Organized smash-and-grab operations seen nationwide result in loot for sale online, according to retail industry analysts. The scheme involves perpetrators offloading merchandise quickly. A bipartisan group of Colorado lawmakers wants to change that by regulating the “wild west world” of online commerce.

“This is a really good example of us being smart on crime,” said State Rep. Dylan Roberts, a Democrat representing Eagle and Routt Counties.

His colleague, Republican State Rep. Terri Carver of El Paso County, agrees.

“We have tried to align Colorado law with what other states are doing,” Carver explained.

Carver and Roberts are spearheading House Bill 22-1099 to apply some pawnshop rules to the online marketplace.

“[The legislation requires] a certain amount of basic information to deter the fraudulent and anonymous sellers of these stolen goods,” Carver said.

That basic information includes a seller’s name, tax ID number and a business address for those selling 200 or more items in a year grossing $5,000 or more. The idea is to dissuade bad actors from covertly unloading stolen merchandise online for easy money.
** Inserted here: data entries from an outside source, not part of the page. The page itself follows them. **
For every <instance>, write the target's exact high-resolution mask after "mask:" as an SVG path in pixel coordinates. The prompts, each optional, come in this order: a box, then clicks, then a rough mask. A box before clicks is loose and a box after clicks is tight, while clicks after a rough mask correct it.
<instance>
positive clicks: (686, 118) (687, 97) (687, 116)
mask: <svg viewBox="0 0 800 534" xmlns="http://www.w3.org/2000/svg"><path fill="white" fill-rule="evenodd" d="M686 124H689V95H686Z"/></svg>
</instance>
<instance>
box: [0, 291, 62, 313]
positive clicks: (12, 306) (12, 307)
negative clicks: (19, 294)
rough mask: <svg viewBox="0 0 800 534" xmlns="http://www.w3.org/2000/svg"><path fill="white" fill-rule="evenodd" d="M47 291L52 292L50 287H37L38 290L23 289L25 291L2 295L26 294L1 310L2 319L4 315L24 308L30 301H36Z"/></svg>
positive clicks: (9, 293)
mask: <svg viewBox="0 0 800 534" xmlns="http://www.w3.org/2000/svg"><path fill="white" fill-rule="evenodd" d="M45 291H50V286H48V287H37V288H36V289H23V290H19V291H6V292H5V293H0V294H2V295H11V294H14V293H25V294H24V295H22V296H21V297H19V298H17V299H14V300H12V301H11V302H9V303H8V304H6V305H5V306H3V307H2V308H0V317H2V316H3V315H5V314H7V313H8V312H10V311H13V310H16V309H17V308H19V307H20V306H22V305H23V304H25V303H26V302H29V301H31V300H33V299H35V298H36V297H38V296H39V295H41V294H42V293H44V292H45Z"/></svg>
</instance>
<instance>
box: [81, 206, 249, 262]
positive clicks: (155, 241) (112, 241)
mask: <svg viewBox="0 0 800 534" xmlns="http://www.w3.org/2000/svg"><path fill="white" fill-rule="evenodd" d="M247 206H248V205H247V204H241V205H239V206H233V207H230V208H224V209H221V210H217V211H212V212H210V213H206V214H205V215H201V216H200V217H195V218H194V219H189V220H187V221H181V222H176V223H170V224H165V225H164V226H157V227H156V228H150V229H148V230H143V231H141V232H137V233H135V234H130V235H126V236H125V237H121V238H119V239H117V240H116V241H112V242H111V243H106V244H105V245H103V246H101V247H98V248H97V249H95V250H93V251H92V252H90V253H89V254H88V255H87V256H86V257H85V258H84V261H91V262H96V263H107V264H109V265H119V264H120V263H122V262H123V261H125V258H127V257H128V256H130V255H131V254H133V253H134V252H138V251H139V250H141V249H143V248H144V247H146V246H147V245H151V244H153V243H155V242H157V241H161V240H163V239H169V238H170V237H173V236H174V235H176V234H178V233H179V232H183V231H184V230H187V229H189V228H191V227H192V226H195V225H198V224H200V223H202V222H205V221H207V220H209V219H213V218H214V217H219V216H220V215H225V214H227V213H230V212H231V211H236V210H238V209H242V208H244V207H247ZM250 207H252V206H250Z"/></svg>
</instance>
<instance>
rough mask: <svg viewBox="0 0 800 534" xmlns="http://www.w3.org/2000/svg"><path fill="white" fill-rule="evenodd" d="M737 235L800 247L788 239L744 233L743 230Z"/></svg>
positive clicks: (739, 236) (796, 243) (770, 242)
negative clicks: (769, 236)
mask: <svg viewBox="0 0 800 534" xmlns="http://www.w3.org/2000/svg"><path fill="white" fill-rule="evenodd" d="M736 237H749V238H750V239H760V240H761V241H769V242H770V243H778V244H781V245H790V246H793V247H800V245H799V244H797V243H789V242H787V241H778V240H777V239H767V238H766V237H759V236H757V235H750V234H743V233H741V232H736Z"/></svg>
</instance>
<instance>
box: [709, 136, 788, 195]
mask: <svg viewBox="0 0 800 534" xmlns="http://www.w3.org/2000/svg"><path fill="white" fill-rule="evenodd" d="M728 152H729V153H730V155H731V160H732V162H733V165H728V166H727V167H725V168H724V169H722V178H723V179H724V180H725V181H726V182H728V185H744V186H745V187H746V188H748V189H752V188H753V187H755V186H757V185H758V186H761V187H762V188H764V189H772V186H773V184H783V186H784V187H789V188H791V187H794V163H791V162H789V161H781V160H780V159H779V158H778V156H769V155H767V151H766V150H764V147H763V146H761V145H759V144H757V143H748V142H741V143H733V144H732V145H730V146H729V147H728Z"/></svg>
“This is an issue that’s affecting all Coloradans,” Roberts said. “We know that this type of theft is costing businesses in Colorado hundreds of millions of dollars a year.”

Those losses trickle down to consumers in the form of higher prices on goods. Higher prices are even more unattractive amid inflation uncertainty.

“They go in and they steal large amounts of product, and then they try to flip them on these online marketplaces,” said State Sen. Rachel Zenzinger, a Democrat representing areas of Arvada and Westminster in Jefferson County.

Zenzinger plans to champion the bill in the Senate and move it to the governor’s desk. She said it’s modeled after a piece of federal legislation that’s been bogged down in Congress.

“D.C. kind of operates at a slower pace, and we’ve decided here in Colorado that we don’t want to wait,” Zenzinger said.

If passed legislatively and signed by the governor, Colorado residents should expect large-scale online seller disclosures starting January of 2023. The full House votes on the bill Wednesday.